Al-Ahram Weekly Online   10 - 16 July 2008
Issue No. 905
Culture
 
Published in Cairo by AL-AHRAM established in 1875

Mursi Saad El-Din

Plain talk

By Mursi Saad El-Din

I am a great admirer of Bernard Shaw's works and every now and again I pick up one of his plays to read. One of my favourites, however, is a volume that contains three plays John Bull's Other Island, How She Lied to Her Husband and Major Barbara. In his preface to the three plays, Shaw, as usual, deals with many issues, one of which is called "The Denshawai Horror".

In his preface, Shaw explains what had happened: "Denshawai is a little Egyptian village in the Nile Delta. It has pigeon houses; for its villagers keep pigeons just as an English farmer keeps poultry. Try to imagine the feeling of an English village if a party of Chinese officers suddenly appeared and began shooting the ducks, the geese, the hens, the turkeys and carried them off, asserting that they are wild birds."

Then he goes on to describe how a party of English officers went pigeon-shooting in the village of Denshawai. When the inhabitants complained they received no redress. The law failed them in their hour of need, says Shaw. On 13 June 1913, four khaki clad British officers drove to the village, accompanied by another officer on horseback. The head of a peasant family, named Hassan Mahfouz warned the officers through a dragoman who accompanied them. But the warning had no effect. The officers began shooting the villagers' pigeons. The villagers remonstrated and finally seized a gun of the youngest officer. It went off in the struggle and wounded three men and the wife of a villager called Abdel-Nabi, a young man of twenty five. The villagers thought the wife was dead.

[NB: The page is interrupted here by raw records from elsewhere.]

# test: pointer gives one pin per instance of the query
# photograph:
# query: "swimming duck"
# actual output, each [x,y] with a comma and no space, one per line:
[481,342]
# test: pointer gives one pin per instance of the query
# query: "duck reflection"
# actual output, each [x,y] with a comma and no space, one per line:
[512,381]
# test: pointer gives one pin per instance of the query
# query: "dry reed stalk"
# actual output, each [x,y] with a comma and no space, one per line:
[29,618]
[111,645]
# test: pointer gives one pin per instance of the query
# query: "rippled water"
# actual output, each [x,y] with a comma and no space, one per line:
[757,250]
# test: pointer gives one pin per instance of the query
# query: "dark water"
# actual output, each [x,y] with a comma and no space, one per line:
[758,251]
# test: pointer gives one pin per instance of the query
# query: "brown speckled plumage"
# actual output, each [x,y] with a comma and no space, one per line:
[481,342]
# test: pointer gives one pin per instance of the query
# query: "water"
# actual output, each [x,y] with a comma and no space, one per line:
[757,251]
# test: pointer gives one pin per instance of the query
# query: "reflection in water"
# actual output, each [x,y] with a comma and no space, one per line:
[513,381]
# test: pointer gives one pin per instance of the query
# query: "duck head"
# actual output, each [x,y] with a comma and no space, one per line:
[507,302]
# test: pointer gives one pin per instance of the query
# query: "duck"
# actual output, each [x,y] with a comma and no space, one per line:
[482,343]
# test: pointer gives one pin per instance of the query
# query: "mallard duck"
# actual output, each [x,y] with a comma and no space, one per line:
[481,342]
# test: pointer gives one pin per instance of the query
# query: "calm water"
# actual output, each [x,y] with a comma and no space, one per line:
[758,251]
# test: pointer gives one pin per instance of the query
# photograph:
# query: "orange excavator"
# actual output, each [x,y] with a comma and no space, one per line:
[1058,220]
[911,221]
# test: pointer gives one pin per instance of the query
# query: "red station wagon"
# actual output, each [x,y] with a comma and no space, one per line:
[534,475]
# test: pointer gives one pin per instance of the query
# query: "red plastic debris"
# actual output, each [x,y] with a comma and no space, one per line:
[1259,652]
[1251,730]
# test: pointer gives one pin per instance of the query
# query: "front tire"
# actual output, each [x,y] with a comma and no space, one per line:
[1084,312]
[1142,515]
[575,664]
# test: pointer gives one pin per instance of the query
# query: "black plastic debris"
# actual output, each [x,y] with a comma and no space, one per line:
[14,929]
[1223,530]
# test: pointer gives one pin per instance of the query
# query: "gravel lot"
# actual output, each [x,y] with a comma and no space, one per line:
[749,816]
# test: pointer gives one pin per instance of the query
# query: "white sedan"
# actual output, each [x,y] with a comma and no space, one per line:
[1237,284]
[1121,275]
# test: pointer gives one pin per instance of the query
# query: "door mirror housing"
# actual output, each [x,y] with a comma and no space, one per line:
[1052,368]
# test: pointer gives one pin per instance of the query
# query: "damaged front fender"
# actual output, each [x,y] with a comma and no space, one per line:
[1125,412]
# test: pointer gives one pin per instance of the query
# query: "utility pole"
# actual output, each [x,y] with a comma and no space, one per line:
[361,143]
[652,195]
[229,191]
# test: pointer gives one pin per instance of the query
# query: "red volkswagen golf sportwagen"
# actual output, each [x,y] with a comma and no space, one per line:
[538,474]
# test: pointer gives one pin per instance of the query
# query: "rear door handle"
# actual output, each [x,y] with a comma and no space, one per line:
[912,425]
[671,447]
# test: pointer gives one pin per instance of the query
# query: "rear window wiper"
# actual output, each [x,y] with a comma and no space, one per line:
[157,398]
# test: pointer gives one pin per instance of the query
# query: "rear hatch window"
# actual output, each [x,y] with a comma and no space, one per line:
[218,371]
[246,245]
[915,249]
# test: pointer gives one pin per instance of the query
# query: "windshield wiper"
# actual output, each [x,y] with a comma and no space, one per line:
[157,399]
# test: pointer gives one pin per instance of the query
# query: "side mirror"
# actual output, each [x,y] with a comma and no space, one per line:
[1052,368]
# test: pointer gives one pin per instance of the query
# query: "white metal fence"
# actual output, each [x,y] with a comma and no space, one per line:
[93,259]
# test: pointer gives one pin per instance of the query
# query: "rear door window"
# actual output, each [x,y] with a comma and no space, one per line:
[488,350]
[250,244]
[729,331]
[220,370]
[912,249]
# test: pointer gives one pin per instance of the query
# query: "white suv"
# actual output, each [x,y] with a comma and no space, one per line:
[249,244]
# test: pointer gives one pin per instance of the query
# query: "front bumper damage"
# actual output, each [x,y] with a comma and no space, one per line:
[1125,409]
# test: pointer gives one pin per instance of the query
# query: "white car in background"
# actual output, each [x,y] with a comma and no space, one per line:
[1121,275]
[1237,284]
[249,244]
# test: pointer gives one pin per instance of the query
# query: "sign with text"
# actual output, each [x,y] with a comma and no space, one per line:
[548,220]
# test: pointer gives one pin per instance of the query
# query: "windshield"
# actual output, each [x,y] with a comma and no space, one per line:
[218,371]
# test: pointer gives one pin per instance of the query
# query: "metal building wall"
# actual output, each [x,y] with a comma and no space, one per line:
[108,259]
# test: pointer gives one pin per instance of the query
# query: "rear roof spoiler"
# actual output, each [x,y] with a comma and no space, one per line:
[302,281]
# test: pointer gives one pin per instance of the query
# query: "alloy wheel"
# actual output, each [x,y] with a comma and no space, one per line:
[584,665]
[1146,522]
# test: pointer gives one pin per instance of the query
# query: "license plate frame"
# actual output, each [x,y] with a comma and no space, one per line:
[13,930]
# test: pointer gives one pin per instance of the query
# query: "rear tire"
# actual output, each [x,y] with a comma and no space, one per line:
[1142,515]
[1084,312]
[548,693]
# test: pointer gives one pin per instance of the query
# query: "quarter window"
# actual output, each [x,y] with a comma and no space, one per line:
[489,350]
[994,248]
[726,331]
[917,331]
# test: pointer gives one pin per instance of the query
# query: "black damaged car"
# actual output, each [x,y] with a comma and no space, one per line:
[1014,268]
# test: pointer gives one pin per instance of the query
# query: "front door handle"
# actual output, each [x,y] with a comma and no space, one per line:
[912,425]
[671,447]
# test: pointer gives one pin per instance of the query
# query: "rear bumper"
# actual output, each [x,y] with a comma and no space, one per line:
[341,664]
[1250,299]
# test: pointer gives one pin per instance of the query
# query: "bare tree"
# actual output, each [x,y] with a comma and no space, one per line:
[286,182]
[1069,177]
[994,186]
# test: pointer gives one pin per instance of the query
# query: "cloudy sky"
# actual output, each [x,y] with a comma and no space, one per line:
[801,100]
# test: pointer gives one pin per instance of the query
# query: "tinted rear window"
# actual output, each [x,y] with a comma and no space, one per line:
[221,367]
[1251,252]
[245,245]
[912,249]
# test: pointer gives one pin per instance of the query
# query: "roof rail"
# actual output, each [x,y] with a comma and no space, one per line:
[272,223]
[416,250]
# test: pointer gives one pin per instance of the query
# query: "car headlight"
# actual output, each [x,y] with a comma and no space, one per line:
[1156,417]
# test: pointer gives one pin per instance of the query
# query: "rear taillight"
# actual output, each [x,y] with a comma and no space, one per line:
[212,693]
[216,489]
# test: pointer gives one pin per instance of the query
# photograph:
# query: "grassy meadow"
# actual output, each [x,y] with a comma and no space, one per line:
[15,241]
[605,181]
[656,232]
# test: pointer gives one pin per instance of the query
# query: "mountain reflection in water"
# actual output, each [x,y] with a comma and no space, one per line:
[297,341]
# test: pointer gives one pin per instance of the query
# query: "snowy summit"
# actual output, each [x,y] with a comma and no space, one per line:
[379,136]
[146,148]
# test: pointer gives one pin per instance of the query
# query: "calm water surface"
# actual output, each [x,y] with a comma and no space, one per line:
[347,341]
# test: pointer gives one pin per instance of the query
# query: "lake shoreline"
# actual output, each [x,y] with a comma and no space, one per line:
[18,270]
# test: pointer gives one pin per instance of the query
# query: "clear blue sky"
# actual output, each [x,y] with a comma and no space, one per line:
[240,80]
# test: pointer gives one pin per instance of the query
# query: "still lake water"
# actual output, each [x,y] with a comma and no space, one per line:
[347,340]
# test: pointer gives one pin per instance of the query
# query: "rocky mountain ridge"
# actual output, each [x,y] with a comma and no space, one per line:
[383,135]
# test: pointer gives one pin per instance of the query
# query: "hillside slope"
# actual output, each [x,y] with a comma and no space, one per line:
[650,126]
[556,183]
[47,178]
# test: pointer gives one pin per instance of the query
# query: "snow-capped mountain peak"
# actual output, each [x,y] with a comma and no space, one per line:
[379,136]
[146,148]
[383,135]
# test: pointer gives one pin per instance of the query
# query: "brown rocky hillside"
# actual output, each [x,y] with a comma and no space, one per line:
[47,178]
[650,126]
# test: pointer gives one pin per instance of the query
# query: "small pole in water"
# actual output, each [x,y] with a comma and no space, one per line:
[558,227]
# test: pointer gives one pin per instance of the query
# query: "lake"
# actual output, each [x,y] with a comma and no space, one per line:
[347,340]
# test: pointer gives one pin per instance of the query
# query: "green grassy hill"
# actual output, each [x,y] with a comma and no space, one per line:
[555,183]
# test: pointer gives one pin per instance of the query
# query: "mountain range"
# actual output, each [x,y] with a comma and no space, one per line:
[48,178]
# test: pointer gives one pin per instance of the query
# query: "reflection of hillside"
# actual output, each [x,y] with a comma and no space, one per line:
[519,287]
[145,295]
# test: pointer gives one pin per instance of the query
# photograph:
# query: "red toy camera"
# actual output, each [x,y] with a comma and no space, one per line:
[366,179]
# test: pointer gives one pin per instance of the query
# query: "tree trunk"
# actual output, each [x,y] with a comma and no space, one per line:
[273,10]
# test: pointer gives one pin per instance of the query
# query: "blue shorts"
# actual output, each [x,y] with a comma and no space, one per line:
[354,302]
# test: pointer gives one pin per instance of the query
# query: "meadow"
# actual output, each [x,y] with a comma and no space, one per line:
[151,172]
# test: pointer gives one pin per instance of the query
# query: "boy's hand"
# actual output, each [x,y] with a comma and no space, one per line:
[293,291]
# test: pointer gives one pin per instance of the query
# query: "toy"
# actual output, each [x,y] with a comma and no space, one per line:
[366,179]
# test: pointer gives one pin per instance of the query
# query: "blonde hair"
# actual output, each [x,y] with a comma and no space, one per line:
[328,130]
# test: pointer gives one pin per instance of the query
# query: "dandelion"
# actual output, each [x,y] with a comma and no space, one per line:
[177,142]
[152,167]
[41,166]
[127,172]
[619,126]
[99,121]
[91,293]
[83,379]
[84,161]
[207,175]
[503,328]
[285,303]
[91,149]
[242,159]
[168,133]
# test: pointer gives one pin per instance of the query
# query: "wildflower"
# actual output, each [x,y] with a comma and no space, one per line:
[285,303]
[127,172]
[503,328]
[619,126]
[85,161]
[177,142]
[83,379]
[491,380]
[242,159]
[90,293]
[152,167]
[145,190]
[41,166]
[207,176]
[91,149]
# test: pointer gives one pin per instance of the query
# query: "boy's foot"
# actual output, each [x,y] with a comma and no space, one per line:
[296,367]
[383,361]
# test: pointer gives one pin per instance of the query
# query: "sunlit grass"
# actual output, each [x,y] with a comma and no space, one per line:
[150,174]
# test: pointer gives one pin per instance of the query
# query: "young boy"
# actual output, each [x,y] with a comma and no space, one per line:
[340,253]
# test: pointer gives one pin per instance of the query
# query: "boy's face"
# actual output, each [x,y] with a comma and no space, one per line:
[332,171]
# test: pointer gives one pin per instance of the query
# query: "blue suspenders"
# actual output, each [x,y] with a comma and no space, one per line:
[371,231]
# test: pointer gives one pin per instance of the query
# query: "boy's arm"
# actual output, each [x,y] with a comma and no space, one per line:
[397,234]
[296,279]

Here Shaw gives again a comparison with the English village, and how the feelings of the Egyptian villagers were, "much as if our imaginary Chinese officers, on being interfered with in their slaughter of turkeys, had killed an English farmer's wife."

Besides Abdel-Nabi, other villagers joined in and a quarrel began. Abdel Nabi hit the supposed murderer of his wife. Villagers began to throw stones at the officers. The officers began to run in the hope of bringing help from a nearby camp. One of the officers, after a long race in the Egyptian afternoon sun, got to the next village and there dropped, smitten by a sunstroke, of which he died.

It is amazing how Shaw described the incident in details, giving the names and ages o the villagers. His account reads like a narrative, and in a vivid fashion he tries and succeeds in bringing the scene to the English reader. What is more, he shows great sympathy with the villagers. No English mob, he says, under similar provocation, would have behaved any better.

Shaw goes on to describe what did ensue. In his usual sarcasm he says that Abel-Nabi, in consideration of what had happened to his wife was only sentenced to penal servitude for life, and his wife, remarks Shaw as not punished at all -- not even charged with stealing the shot which was found in her person. And lest Abdel-Nabi should feel lonely at twenty five in beginning penal servitude for the rest of his days, another young man was sent to penal servitude for life with.

No such clemency was shown to Hassan Mahfouz, says Shaw mockingly. "An Egyptian pigeon farmer who objects to British sport, threatens British officers and gentlemen when they shoot his pigeons, and actually hits these officers with a substantial stick, is clearly a ruffian to be made an example of," says Shaw. Penal servitude for life was not enough for a man of sixty who looked seventy and might not have lived to suffer five years of it. So Hassan was hanged, but as a special mark of consideration for his family, continues Shaw, he was hanged in full view of his own house, with his wives and children and grand children enjoying the spectacle from the roof.

Total for the morning's work, writes Shaw: "four hanged, two sentenced to penal servitude for life, one to fifteen years penal servitude, six to seven years of penal servitude, three to imprisonment for a year with hard labour and fifty lashes, and five to fifty lashes." This is, contends Shaw, how justice was meted out in Egypt by the British.